Social Media is King. Bridal is a niche industry, and as such, it’s better to target advertising to reach your specific audience versus casting too wide of a net. If you advertise on a billboard, for example, there’s a good chance that only a tiny percentage of passersby have a wedding in their near future. This is OK if you have extra room in your budget, but if you’re looking to focus your efforts, digital marketing is super-efficient and gives you the ability to laser-focus your message.
    “Everybody is just looking for content (on social media); they just want to see new things constantly; you can’t get content out quickly enough,” says Laurel Mungo, owner of Mon Amie in Costa Mesa, Calif., adding that you have to stay as current as possible.
    To use TikTok effectively, for example, Mon Amie puts models in dresses that have just come into the store and displays them on Reels.
    “Social media/search engines are the biggest way brides are finding and choosing where they want to shop so if you don’t have a presence there, you’re automatically doing yourself and your business a disservice,” says Taylor Jordao, marketing director at Lily’s Bridal in Orlando.
    It is crucial to be active on as many of the trending platforms as you can effectively keep up with, as each may bring in a different type of customer. To stay current, many stores either farm out their advertising efforts or hire a specialist to do this in-house. Be sure to post regularly, so your prospective customers will be able to count on, and look forward to, new content.
    And consider paid ads. Arguably, that can be more challenging with so many privacy updates on sites like Facebook.
    “However, we still have the greatest gift Facebook has ever given the wedding industry, which is the relationship status: engaged,” McIntosh says. “You can cast a wide or narrow net depending on how you set it up. I tend to be a fan of the narrow net, which is exactly where the fish are.”
    This might mean advertising to all engaged females within a 100-mile radius, but even this can be improved upon.
    “A better strategy would be to narrow it down to a smaller audience size,” he says. “You can target those engaged three months or less.  You can target or exclude certain areas, even by county or zip code.

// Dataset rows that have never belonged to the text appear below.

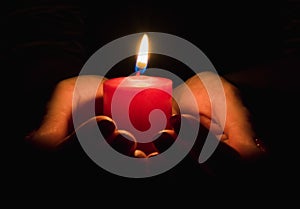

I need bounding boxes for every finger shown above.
[222,78,262,159]
[27,76,106,149]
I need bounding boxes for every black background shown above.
[1,0,299,202]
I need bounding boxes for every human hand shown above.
[174,72,266,160]
[26,75,106,149]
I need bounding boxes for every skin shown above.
[26,73,265,159]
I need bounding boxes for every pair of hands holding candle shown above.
[26,72,265,160]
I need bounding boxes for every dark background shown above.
[1,0,300,202]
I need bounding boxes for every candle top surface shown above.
[104,75,172,88]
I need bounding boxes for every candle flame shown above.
[135,34,149,73]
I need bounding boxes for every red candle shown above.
[103,75,172,131]
[103,36,172,142]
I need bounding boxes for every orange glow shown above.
[136,34,149,69]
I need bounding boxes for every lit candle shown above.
[103,34,172,142]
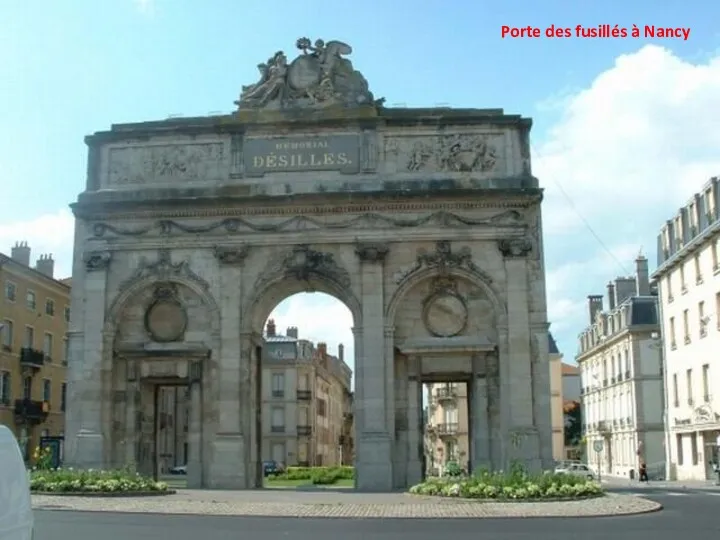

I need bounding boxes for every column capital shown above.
[355,243,390,263]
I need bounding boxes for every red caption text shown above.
[500,24,690,41]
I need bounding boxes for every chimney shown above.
[35,254,55,277]
[10,242,30,266]
[588,294,602,324]
[615,277,637,306]
[608,281,615,311]
[265,319,277,337]
[635,255,650,296]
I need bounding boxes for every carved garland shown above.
[92,210,525,238]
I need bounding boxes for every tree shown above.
[563,401,582,446]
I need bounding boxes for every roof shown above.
[562,362,580,375]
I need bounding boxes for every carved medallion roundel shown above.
[424,294,468,337]
[145,290,188,343]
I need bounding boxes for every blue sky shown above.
[0,0,720,380]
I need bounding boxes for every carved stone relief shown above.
[235,37,381,110]
[120,249,210,290]
[83,251,112,272]
[107,142,228,186]
[394,240,492,283]
[257,245,351,288]
[145,283,188,343]
[92,210,525,238]
[385,134,501,173]
[423,275,468,337]
[498,238,532,258]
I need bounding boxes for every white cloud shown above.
[269,293,355,371]
[0,210,75,278]
[533,46,720,356]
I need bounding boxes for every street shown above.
[35,487,720,540]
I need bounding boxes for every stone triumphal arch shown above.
[66,35,551,491]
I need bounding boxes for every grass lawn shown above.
[264,478,355,488]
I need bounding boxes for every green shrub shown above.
[275,466,355,484]
[410,463,603,500]
[28,469,168,493]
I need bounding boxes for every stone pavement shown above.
[32,490,662,518]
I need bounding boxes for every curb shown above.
[30,489,177,499]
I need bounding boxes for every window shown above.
[272,373,285,397]
[25,291,37,310]
[270,407,285,433]
[43,332,53,362]
[0,319,14,351]
[0,371,12,405]
[23,326,35,349]
[680,263,687,288]
[23,377,32,399]
[43,379,52,402]
[5,281,17,302]
[694,254,702,285]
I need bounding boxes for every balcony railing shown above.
[20,347,45,369]
[15,399,50,424]
[435,386,457,401]
[437,422,460,436]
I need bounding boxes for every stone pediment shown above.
[235,37,378,111]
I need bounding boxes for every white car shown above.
[0,424,34,540]
[555,463,595,480]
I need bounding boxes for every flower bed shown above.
[29,469,174,496]
[410,467,603,501]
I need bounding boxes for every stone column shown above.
[355,244,395,491]
[208,246,248,489]
[65,252,111,469]
[469,357,492,471]
[402,356,424,487]
[187,361,203,489]
[499,238,539,466]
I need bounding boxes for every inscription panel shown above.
[106,142,227,186]
[243,135,360,176]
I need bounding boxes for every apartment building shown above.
[576,256,665,476]
[652,178,720,480]
[262,319,353,466]
[0,243,70,459]
[424,382,470,476]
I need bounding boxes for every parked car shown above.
[555,463,595,480]
[0,424,34,540]
[168,465,187,474]
[263,460,285,478]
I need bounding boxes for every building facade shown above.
[66,35,552,491]
[0,243,70,460]
[262,319,352,467]
[424,382,470,476]
[652,178,720,480]
[576,256,665,477]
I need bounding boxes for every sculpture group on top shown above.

Upload the addresses of all of your customers to; you will learn exactly where they are coming from, and then you can focus on just those areas that have provided the best results in the past.”

Google Business Profile. “The most undervalued marketing opportunity that is available right now is your Google Business profile,” McIntosh says. “If you’re not investing in Google, you’re missing out on a huge opportunity. When done correctly it can bring you huge amounts of awareness with zero advertising spend.”
    But your GBP is not something you can set and forget. You should post on your GBP as often as you post on Instagram or Facebook: add images, FAQs and answer all reviews with keyword-rich replies.
    “Google will notice when you give love to your GBP and they will reward you with increased visibility,” he says.
    Fortin agrees, adding that he has a Google business account with a generic ad and description of his bridal business, which pops up when brides Google ‘bridal services’ in his region.
    “This is a generic ad created within Google with a fixed monthly budget; our account is charged every time someone clicks on our ad and continues till that budget amount is reached,” he says. “We also create new ads specific to events we are having. A budget is placed on those ads and for a specific period of time based on that event. Again, the ads are clicked based to stop when the budget is reached or when that time period is over.”
    Another investment in Google is SEO, which is like advertising in the long game, as it lets your website rank higher in search results.

Your Website. This can be an incredibly effective form of advertising, as it’s the primary means of driving traffic into the store, but it’s easy to let it fall by the wayside.
    “By the time someone makes a purchase today, they’ve already been on four (or more) different websites; your website is the window to the world,” says Arnie Begler, chief strategy officer with The Pipitone Group, an integrated marketing agency based in Pittsburgh.
    McIntosh agrees, adding, “It is so important because every gown purchased starts with a website search, and it is the last step before they make a purchase. All roads lead to your website before they walk in the door, so it is important to invest in that.”
    Besides being attractive, your website should be functional, with a focus on the user experience. Tips include:

• The path to the desired action, such as making an appointment, should be clear and require no more than one click

• Be mobile friendly; as many as 75% of website visitors use their phones

• Have someone who knows nothing about your business go through the user experience, and really listen to their feedback

   “If you lose just one or two customers a month because of a poor website experience, that could be costing you thousands of dollars in business over the course of the year,” McIntosh says.

Creating Community. Building relationships may be a non-direct form of advertising, but its importance cannot be underscored.
    “It’s never about the specific products; it’s about the relationships that retailers have with their customers,” Begler says. “I think the key thing we all need to do is foster and enhance those relationships. At any given time, we’re all going to turn to a trusted advisor. If we have choices to buy a similar product or service, we will go to someone we trust and have a relationship with.”
    “Even though the customer is going to go to seven stores, the one that they have the greatest relationship with is where they are going to purchase their gown,” Mungo agrees.
    And, importantly, when brides are happy with you, they tell other people.
    “The best source of revenue for bridal store is referrals from existing brides,” Begler says. “That is why staying in touch with customers is important.”

   Regardless of the economy, advertising should remain a continuous and consistent process, especially since many consumers do not pay attention to the bridal world until they are in the market for a wedding gown.
    When economic factors have people feeling nervous, it’s extra-important to play up your stability and expertise, as brides will be wanting assurance that the boutiques they choose to work with will be there every step of the way. Fortunately, this is something you’ve always excelled at. Now is just the time to share that message a little louder. You can do this by highlighting specific stories, updating your About and FAQ pages and reiterating your happy customers and community connections.
    These are great practices during any time, but crucial when the economy gets rough. That is when people are really searching for that lifeline and, if you offer it to them, are more likely to say “yes” – to the sale and giving referrals.